Comment Blog 4 June, 2018

Healthcare transformation by design

As the NHS approaches its 70th birthday, the Prime Minister is expected to announce a multi-year funding settlement. If invested in services strategically, this funding could transform the traditional model of care. Technology is one such area that can enable this transformation. Given Jeremy Hunt’s comment last week on the NHS “leading a technological revolution”,technology appears to be high on the Government’s agenda for additional funding.

This was a topic explored at the Reform annual health conference. The panel of experts explained how technology can be at the heart of transformation. Websites like NHS Choices and the growing list of trusted ‘NHS Apps’ offer a more personalised experience to patients, whilst digitising administrative tasks are quick wins for making processes more efficient. The panel emphasised growing public expectation of NHS services. This stems both from the user experience of digitised, customer-focused organisations like Uber or Spotify, and from the increasing number “connected” people in the UK; adult smartphone usage is at 85 per cent and rising.

The panel highlighted, however, that technological change in the NHS has been slow and there are several barriers in the way to widespread adoption. Some of these are “well-rehearsed”, such as data quality issues. Others are less well-known but of equal importance, for example “user-centred design”. This is crucial to successful adoption. A lack of user-centred design has resulted in a number of technological interventions in the NHS failing because they have “simply created additional workload for professionals”.

Well-designed technology is based on empathy. In other words, putting yourself in someone else’s shoes to be able to solve their problems. Successful technological projects in the NHS have supported this, demonstrating the need to engage with users (clinicians or patients) when designing tech. Taking decision support systems as an example, this results in straightforward interfaces which provide clinicians with the advice they need, at the right time, rather than clunky systems, with numerous alerts, which end up being ignored. Indeed, poorly-designed technology can lead to disengagement and even resentment from users, as was found to be the case by the Wachter Review’s assessment of the failed National Programme for Information Technology.

Given the current pressures on the NHS, it is even more important that additional funding goes towards effective technology. This means investing based on evidence, not merely because of hype. Wearable and apps, for example, have exploded onto the health scene, but it is yet unclear the impact many of these have on people’s health. Indeed, one research project on weight-loss wearables found that although the wearable produced a lot of data, it was not successful in changing behaviour. Those using the technology actually reported a lower than average weight loss compared to the control group. Examples like this are a reminder that technology should not be implemented for technology sake but should be introduced when it can improve outcomes.

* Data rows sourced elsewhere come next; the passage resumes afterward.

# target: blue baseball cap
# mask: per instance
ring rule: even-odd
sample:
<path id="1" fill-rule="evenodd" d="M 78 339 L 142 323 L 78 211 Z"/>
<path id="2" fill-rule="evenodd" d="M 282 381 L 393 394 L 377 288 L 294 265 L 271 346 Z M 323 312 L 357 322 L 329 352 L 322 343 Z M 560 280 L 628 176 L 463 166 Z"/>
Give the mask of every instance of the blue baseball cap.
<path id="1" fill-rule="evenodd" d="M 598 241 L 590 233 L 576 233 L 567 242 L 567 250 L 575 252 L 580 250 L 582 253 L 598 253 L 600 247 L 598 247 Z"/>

There are a growing number of well-designed technologies leading to improved outcomes, which government and industry can learn from. For example, one digital sleep improvement programme in a trial with NICE, moved 68 per cent of anxiety and depression patients to recovery, versus a national average across IAPT interventions of 45 per cent. Importantly, this programme has been developed in collaboration with NHS partners. This app is now becoming the first NHS rollout of direct-access digital medicine.

The Helix Centre is a further example of collaboration between the NHS and industry to develop technology that “addresses real healthcare problems”. One Helix Centre creation, Hark, a smartphone platform to help clinicians better manage their workload at night, was developed through tech designers shadowing junior doctors on their night shift. Methods for understanding challenges faced by users first-hand, like shadowing or patient-focused groups, is something that should become widespread practice when designing health tech.

If a long-term funding settlement for the NHS is to be used “not just to sustain the system, but to transform it”, then some of it should rightly go towards technology. However, the Government must be cautious and choose well-designed, effective technology to invest in. Funding poorly-designed technology will do little to support the NHS in its efforts to move towards a transformed, sustainable model of care.